Getting ahead: The bulgur and lentils keep well in the fridge for a couple of days, ready to be warmed through or brought back to room temperature before eating. The onions can also be prepared ahead of time – stored in a sealed container at room temperature – but keep these apart from the rest of the dish until ready to serve.
Ingredients
300g | green lentils |
1½ tsp | cumin seeds |
1½ tbsp | coriander seeds |
300g | coarse bulgur or freekeh (or basmati rice – see introduction) |
3 tbsp | olive oil |
½ tsp | ground turmeric |
1 tsp | ground allspice |
½ tsp | ground cinnamon |
750ml | just-boiled water |
salt and black pepper | |
For the fried onions: | |
3 | medium onions, cut in half, then each thinly sliced (500g) |
2 tsp | cornflour |
About 250ml | sunflower oil, to fry |
Method
Place the lentils in a medium saucepan, cover with plenty of water and set aside to soak for 30 minutes.
Meanwhile, fry the onions. Put the onions, cornflour and 1 teaspoon of salt into a large bowl and mix well with your hands. Put the oil into a large heavybased saucepan and place on a medium-high heat. Once the oil is very hot, add a third of the onions and fry for about 3–4 minutes, stirring occasionally with a slotted spoon, until they are golden brown and crispy. Use the slotted spoon to transfer the onions to a colander lined with kitchen paper and continue in the same way with the remaining two batches.
Place the saucepan with the lentils and their soaking liquid on a high heat and bring to the boil. Reduce the heat to medium and cook for 10–12 minutes, or until the lentils have softened but still retain a bite. Drain in a colander and set aside.
Wipe clean the pan (the pan used to cook the lentils, not the onions) and add the cumin and coriander seeds. Place on a medium heat and toast for a minute or two, until fragrant. Add the bulgur, olive oil, turmeric, allspice, cinnamon, a teaspoon of salt and plenty of black pepper. Stir so that everything is coated, then add the cooked lentils and the hot water. Bring to the boil, then reduce the heat to very low. Cover with a lid and simmer on a low heat for 15 minutes.

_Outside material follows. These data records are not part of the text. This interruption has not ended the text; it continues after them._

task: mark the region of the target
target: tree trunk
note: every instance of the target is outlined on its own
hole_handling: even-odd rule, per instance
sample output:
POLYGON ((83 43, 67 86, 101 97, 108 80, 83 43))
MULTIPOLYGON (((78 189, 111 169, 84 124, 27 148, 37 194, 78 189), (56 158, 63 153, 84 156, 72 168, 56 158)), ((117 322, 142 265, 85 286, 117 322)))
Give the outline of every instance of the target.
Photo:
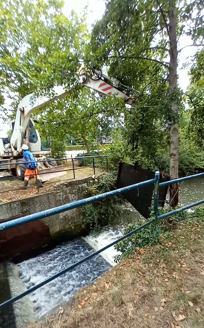
MULTIPOLYGON (((168 0, 169 36, 170 49, 169 83, 173 119, 170 128, 170 159, 169 171, 171 180, 176 179, 178 174, 178 124, 177 87, 177 46, 176 44, 176 1, 168 0)), ((170 204, 174 207, 178 202, 178 185, 170 186, 170 204)))
POLYGON ((89 150, 89 147, 88 147, 88 142, 84 135, 82 136, 82 139, 83 139, 83 144, 86 148, 86 152, 89 153, 90 151, 89 150))

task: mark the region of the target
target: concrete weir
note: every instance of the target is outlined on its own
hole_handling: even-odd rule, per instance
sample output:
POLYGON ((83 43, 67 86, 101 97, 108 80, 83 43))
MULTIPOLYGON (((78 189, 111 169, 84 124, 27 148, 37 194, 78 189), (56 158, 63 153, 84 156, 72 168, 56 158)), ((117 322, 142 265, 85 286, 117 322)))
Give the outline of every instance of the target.
MULTIPOLYGON (((0 204, 0 222, 37 213, 84 198, 91 177, 66 181, 51 192, 0 204)), ((74 209, 11 229, 0 232, 0 261, 12 259, 18 262, 19 254, 32 252, 71 239, 85 233, 81 207, 74 209), (17 257, 17 259, 15 258, 17 257)))

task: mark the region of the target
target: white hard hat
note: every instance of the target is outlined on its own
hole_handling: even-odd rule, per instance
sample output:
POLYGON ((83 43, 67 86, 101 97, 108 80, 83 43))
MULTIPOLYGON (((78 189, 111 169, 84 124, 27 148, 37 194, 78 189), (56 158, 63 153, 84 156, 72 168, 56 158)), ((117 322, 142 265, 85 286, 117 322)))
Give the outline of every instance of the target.
POLYGON ((27 145, 26 145, 25 144, 24 144, 22 145, 21 146, 21 148, 23 150, 28 150, 29 148, 29 147, 28 146, 27 146, 27 145))

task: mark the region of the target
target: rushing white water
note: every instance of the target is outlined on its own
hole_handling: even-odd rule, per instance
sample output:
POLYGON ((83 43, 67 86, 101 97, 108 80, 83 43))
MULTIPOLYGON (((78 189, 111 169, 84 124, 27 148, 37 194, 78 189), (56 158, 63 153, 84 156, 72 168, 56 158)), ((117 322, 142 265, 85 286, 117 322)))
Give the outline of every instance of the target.
MULTIPOLYGON (((82 239, 69 241, 46 253, 18 264, 19 275, 28 288, 43 281, 93 253, 82 239)), ((100 255, 95 256, 30 294, 38 317, 68 301, 84 287, 109 270, 100 255)))
MULTIPOLYGON (((108 226, 103 228, 96 238, 92 234, 90 234, 83 239, 95 251, 98 251, 122 236, 122 231, 119 227, 108 226)), ((100 254, 106 261, 114 266, 116 264, 114 257, 120 253, 115 249, 114 246, 112 246, 100 254)))

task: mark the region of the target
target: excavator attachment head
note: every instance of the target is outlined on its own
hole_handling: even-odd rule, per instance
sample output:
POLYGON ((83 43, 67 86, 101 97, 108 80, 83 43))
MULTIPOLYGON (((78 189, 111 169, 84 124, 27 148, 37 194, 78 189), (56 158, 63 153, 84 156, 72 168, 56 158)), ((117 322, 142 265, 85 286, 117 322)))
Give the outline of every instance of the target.
POLYGON ((45 182, 50 179, 58 177, 66 174, 67 171, 65 170, 64 165, 43 169, 39 171, 40 178, 42 182, 45 182))
MULTIPOLYGON (((121 188, 135 183, 154 179, 155 173, 152 171, 142 169, 136 165, 127 163, 119 163, 117 180, 117 188, 121 188)), ((162 174, 160 174, 159 182, 168 181, 170 178, 162 174)), ((145 219, 149 217, 154 184, 143 186, 139 188, 124 193, 123 196, 145 219)), ((163 207, 168 189, 168 186, 160 187, 159 191, 159 206, 163 207)))

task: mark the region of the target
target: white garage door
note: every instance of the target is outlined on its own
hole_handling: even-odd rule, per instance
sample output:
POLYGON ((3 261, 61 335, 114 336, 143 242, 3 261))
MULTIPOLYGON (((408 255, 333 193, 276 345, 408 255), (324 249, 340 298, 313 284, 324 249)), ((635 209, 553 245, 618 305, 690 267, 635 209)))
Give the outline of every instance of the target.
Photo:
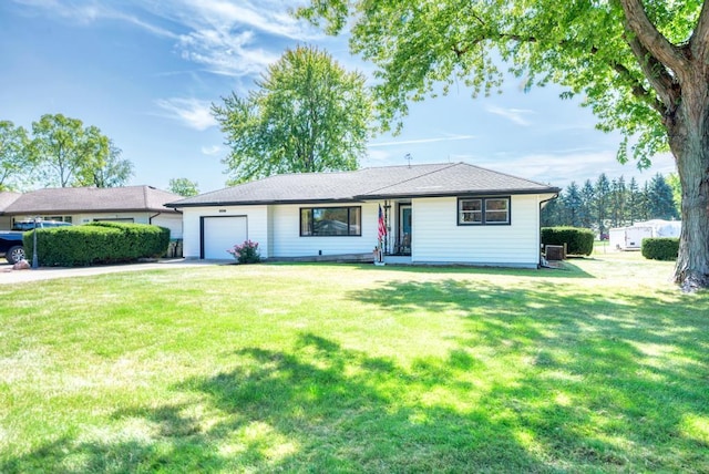
POLYGON ((247 238, 246 216, 204 218, 204 258, 234 258, 227 254, 247 238))

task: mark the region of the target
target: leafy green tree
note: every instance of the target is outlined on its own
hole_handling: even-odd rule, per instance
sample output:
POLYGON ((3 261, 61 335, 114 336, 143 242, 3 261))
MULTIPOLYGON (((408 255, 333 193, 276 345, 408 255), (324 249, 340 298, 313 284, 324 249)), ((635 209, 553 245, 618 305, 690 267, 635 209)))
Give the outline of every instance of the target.
POLYGON ((677 207, 677 215, 682 214, 682 185, 679 182, 679 175, 677 173, 670 173, 665 178, 669 187, 672 188, 672 199, 675 199, 675 206, 677 207))
POLYGON ((648 207, 653 219, 676 219, 677 207, 672 198, 672 188, 661 174, 656 174, 648 186, 648 207))
POLYGON ((196 196, 199 194, 197 182, 187 178, 172 178, 167 189, 171 193, 178 194, 183 197, 196 196))
POLYGON ((110 140, 96 126, 84 128, 79 118, 42 115, 32 122, 30 156, 44 185, 70 187, 85 183, 86 175, 104 165, 110 140))
POLYGON ((248 96, 212 112, 232 148, 229 184, 279 173, 356 169, 370 135, 364 76, 316 48, 287 50, 248 96))
POLYGON ((625 137, 618 158, 647 166, 670 150, 682 187, 675 280, 709 287, 709 7, 702 0, 310 0, 300 17, 378 65, 384 124, 410 101, 464 81, 496 89, 502 59, 528 86, 554 82, 580 95, 604 131, 625 137), (628 146, 633 138, 635 145, 628 146), (691 231, 688 231, 691 230, 691 231))
POLYGON ((16 190, 30 179, 33 163, 28 143, 23 127, 0 121, 0 190, 16 190))
POLYGON ((133 163, 121 159, 123 151, 109 141, 107 148, 101 148, 102 155, 92 166, 84 166, 76 182, 79 186, 117 187, 124 186, 133 176, 133 163))
POLYGON ((639 220, 639 216, 643 213, 643 193, 638 187, 638 182, 635 177, 631 177, 630 183, 628 183, 628 224, 633 225, 639 220))

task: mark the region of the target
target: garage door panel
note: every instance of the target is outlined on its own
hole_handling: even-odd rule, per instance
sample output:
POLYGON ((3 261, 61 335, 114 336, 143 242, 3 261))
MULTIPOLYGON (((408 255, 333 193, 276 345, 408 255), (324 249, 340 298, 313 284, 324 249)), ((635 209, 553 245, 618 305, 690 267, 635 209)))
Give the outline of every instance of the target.
POLYGON ((205 217, 203 220, 204 258, 232 258, 228 249, 248 238, 246 216, 205 217))

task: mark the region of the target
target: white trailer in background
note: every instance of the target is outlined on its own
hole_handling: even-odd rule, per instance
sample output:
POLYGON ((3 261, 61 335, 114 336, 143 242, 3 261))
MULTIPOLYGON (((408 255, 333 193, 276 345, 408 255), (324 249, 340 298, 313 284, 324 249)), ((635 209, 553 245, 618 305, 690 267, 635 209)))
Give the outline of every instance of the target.
POLYGON ((616 227, 608 231, 608 244, 616 250, 639 250, 644 238, 653 237, 650 226, 616 227))
POLYGON ((628 227, 616 227, 608 231, 608 245, 616 250, 639 250, 644 238, 679 237, 681 221, 653 219, 635 223, 628 227))

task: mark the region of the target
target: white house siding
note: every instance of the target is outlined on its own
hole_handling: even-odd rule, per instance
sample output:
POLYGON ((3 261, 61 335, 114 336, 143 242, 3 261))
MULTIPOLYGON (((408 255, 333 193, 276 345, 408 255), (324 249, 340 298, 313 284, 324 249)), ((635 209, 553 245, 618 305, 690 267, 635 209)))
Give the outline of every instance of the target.
POLYGON ((309 257, 371 253, 377 245, 379 207, 377 203, 299 204, 273 206, 273 256, 309 257), (301 237, 300 208, 342 207, 362 208, 362 235, 340 237, 301 237))
POLYGON ((171 239, 182 238, 182 215, 179 214, 161 214, 152 218, 152 224, 168 228, 171 239))
POLYGON ((511 225, 503 226, 459 226, 455 197, 412 199, 411 260, 536 267, 540 199, 512 196, 511 225))
MULTIPOLYGON (((245 216, 247 218, 247 238, 258 243, 261 257, 271 255, 268 238, 268 206, 224 206, 224 207, 185 207, 183 210, 183 256, 201 257, 201 217, 245 216)), ((233 243, 242 244, 240 241, 233 243)), ((225 258, 230 258, 225 253, 225 258)))

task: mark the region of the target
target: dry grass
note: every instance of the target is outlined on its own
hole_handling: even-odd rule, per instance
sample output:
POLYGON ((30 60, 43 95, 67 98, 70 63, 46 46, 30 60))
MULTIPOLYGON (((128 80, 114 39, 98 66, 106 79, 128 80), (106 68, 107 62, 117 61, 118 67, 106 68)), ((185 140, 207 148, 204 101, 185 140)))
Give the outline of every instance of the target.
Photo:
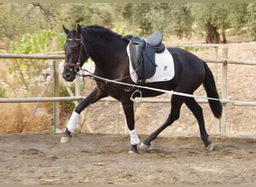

Remove from the heat, lift off the lid and quickly cover the pan with a clean tea towel. Seal tightly with the lid and set aside for 10 minutes, to steam.
Finally, add half the fried onions to the bulgur and lentils and stir gently with a fork. Pile up in a shallow serving bowl, or individual serving plates, top with the rest of the onions and serve.